BACKGROUND: Immune cells promote periodontal bone loss through an unresolved inflammatory response to bacterial pathogens. The limited availability of ex vivo gingival immune cells severely impedes identification of cell types and cell-specific functions
that drive human periodontitis and thus impedes the development of effective pharmacotherapeutics. Previous studies have largely relied on mRNA analysis and confocal microscopy to imprecisely estimate gingival immune cell function. The aim of the study was to develop a cell type-specific technique to quantitate function of resident gingival immune cells.
METHODS: Diseased tissues from chronic periodontitis in non-diabetes or type 2 diabetes subjects or relatively healthy gingival tissues were removed during standard-of-care surgery for pocket reduction surgery or crown lengthening, respectively. Gingiva was dissociated with collagenase to generate single cell suspensions, then 9-color flow cytometry was used quantitate and/or isolate myeloid cells (CD11b+), B cells (CD20+), T cells (CD4+ or CD8+) and natural killer (NK) cells (CD56+). We stimulated the sorted cells with lineage-appropriate activators for 36 hrs and measured cytokine production by ELISPOT, an assay that identifies individual cytokine-producing cells by fixed “spots” on a solid support.

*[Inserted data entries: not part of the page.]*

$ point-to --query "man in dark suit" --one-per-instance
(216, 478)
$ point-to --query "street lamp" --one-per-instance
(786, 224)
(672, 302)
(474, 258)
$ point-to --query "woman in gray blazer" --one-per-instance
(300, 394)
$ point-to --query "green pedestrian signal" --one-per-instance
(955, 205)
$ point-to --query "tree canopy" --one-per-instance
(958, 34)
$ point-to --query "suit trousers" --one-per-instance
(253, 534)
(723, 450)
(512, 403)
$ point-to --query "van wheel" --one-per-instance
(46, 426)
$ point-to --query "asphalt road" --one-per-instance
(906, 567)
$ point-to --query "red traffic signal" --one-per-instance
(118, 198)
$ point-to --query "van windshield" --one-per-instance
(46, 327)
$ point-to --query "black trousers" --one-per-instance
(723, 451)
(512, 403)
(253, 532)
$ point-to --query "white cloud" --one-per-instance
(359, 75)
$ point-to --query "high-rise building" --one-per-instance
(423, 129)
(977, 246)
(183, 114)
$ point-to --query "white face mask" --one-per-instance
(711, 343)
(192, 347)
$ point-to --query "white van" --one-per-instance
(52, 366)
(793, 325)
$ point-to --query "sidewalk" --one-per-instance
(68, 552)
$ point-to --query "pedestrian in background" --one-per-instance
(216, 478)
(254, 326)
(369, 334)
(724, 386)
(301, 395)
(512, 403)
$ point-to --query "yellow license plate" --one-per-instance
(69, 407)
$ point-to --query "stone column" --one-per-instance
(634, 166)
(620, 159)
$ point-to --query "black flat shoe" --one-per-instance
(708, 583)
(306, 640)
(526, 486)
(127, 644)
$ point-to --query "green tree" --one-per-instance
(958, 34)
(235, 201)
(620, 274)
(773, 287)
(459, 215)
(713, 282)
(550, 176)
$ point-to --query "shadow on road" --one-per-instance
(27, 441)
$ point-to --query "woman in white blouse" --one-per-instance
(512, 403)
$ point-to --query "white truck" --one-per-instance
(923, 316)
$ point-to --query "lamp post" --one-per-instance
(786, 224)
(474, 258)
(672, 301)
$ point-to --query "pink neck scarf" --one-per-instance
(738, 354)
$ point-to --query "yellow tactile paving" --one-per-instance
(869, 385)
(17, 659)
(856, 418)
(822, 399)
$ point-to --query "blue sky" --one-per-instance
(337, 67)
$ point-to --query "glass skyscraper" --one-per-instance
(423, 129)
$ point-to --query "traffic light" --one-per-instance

RESULTS: A higher proportion of gingival CD4+ T helper cells and not CD8+cytoxic T cells from subjects with periodontal disease with or without type 2 diabetes produce pro-inflammatory cytokines compared to CD4+ T cells from crown lengthening subjects. CD4+ T cells were the dominant cell population in gingiva from all three groups, and all groups contained similar proportions of cytotoxic (CD8+) T cells, myeloid cells (CD11b+), B cells (CD20+) and natural killer cells (CD56+).
CONCLUSION: The combination of flow cytometry, cell sorting and ELISPOT identified CD4+ T cells as dominant immune cells in human periodontal lesions, and identified T cell cytokines that may uniquely promote periodontitis in type 2 diabetes.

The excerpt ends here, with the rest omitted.